Oh, God, what if he threw a kid in his place in his haste to get away?

I watched the people being helped by the EMT's. I had missed where some of them where found; could there have been someone lying in Edward's place?

I looked at him out of the corner of my eye again. His eyes were closed but his face showed complete serenity.

Oh. My. God. I was standing next to a psychotic killer with no remorse for his victims.

I started stepping away and then stopped. Wait, Iz, I told myself, you're jumping to conclusions. Edward's not a killer, what kind of bull shit is that? You've been watching too many movies with Renée.

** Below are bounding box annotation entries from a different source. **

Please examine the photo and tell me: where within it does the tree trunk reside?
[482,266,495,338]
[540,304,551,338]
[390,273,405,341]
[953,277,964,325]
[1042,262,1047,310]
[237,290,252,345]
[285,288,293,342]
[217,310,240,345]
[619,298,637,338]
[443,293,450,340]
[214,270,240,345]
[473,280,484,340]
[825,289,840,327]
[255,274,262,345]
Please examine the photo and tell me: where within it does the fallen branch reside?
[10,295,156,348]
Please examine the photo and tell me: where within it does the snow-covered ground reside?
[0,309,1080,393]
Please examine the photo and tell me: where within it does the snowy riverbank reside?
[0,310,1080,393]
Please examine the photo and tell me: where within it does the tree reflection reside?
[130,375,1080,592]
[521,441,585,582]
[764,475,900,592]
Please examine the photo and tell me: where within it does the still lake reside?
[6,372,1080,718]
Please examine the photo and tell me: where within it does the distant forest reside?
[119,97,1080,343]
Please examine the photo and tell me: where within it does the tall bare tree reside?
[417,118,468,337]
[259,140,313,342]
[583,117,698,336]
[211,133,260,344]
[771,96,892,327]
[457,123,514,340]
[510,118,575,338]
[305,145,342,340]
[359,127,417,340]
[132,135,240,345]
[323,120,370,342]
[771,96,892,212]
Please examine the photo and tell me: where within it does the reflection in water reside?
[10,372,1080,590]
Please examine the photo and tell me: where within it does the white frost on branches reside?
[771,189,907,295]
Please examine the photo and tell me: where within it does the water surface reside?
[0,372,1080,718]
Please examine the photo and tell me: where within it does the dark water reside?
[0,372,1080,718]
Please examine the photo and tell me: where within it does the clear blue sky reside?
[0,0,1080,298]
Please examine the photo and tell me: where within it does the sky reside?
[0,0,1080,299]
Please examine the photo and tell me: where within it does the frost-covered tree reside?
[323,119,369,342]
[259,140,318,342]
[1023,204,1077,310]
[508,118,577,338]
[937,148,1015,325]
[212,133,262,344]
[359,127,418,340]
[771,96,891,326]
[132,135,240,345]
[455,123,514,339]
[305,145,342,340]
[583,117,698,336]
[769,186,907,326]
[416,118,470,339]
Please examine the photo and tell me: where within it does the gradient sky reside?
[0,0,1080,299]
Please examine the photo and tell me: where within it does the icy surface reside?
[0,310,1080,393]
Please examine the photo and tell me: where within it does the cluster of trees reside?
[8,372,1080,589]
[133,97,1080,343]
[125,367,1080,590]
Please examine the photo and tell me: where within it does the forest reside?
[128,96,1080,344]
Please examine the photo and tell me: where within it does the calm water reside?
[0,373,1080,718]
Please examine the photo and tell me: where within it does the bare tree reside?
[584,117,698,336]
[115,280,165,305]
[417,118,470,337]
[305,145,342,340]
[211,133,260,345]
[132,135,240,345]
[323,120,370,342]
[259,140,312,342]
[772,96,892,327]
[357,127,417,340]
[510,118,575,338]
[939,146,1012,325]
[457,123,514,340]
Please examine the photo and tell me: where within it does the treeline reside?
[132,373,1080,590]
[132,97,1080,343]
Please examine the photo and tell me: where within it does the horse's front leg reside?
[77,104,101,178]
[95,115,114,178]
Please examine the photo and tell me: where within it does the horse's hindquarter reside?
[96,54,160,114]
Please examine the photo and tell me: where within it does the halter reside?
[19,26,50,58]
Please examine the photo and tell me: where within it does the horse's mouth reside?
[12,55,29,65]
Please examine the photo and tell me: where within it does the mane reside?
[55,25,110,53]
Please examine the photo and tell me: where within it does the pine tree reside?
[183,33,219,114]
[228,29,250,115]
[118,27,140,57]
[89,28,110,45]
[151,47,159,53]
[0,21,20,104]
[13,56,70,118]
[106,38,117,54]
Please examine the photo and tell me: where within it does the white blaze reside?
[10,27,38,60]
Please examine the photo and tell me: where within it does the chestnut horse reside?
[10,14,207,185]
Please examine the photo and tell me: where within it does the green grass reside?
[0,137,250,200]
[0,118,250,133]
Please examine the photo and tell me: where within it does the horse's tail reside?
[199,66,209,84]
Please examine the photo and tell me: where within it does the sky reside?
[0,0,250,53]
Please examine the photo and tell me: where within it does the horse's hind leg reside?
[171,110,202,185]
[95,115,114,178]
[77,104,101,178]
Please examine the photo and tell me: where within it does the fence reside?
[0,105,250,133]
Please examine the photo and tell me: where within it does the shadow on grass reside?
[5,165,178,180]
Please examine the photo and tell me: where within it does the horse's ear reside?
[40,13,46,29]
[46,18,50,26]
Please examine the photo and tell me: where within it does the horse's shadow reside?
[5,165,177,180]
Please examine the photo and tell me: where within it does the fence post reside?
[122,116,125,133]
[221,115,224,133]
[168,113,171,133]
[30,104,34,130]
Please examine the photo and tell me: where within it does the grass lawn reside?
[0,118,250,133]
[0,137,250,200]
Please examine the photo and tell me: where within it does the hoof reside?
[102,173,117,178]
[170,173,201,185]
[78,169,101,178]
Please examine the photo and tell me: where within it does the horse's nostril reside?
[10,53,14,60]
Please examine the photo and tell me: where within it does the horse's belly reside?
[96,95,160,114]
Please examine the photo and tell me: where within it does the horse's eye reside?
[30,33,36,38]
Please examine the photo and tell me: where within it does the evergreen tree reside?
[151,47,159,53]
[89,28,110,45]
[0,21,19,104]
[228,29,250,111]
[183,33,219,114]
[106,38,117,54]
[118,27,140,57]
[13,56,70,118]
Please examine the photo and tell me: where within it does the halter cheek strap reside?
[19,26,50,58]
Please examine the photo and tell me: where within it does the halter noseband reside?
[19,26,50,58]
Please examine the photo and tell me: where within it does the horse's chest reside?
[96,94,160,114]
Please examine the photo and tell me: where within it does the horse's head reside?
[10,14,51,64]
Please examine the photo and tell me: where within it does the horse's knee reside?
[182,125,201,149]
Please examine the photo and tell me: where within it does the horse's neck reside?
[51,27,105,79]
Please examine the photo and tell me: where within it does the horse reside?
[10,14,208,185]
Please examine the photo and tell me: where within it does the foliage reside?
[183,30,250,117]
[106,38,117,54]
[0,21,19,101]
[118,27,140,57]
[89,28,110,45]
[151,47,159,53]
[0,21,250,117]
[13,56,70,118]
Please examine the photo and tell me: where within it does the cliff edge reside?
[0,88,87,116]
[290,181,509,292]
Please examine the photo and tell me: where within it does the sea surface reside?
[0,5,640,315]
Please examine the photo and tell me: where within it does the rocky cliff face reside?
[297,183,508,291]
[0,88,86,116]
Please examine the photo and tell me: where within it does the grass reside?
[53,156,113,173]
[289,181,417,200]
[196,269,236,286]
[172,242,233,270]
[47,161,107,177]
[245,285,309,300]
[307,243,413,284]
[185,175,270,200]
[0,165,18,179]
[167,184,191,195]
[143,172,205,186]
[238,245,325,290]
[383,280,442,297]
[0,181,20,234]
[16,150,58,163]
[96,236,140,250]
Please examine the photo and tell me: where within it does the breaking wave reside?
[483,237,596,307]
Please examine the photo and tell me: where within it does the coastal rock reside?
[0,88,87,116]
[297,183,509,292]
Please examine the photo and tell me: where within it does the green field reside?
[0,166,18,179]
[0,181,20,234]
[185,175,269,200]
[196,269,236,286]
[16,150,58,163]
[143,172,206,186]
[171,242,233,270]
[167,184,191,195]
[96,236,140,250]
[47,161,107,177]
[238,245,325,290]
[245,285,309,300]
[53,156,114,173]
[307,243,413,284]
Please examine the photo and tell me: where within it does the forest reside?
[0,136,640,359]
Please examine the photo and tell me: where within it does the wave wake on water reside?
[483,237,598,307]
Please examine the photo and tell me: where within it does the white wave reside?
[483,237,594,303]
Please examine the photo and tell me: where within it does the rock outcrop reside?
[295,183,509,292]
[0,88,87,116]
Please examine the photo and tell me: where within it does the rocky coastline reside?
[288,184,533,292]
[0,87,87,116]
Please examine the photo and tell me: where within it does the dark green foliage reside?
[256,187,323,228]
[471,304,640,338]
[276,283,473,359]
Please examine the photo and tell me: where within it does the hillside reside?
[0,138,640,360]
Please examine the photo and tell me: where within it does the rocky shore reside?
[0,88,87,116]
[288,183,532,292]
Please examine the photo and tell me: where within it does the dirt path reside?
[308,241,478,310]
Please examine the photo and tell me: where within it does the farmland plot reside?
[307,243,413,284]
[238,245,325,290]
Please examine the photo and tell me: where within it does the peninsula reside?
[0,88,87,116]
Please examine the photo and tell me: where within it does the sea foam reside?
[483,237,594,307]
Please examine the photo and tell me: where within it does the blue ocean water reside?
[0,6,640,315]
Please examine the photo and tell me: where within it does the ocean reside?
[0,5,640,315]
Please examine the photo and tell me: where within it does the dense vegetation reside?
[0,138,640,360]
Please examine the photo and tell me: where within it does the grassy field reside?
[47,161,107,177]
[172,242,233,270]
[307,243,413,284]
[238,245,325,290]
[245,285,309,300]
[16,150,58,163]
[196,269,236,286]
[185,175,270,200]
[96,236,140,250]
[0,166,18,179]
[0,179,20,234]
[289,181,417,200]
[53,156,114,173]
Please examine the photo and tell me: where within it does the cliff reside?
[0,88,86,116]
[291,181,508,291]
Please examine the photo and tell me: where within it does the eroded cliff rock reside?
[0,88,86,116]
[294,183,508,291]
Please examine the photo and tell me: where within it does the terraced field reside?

Calm down.

But then why was he lying to me?

It all came down to that. Edward was hiding something, possibly the fact that he threw a kid in front of a car. It could be something else, I just couldn't think of what that might be.

His face now looked pained.

"Well, I just…I'm gonna…umm…go to class."

He opened his eyes to look at me like I was crazy. "Bella, classes aren't really running at the moment." He pointed to the area by the ambulance. Most of the staff was body blocking the more emotional bystanders.

It totally didn't fit the situation, but I suddenly felt excited. "Do you think they'll cancel school?"

That same look, intensified. I looked back, eyes wide, showing him I was serious.

He rolled his eyes and snorted. "Only you would watch a pile up this ugly and wonder whether it would get you out of school or not."

I suddenly got angry. He was totally right, but that didn't mean he had to call me out on it. "Only you would somehow escape said pile up and then have a reason to lie about how you did it."

He turned to me sharply. "I didn't lie."

I started walking backwards towards the building. "But you didn't tell the truth either." Then I turned and finally made it to the grass where I could walk at a normal pace. If I felt Edward's stare on my back, I didn't let it on.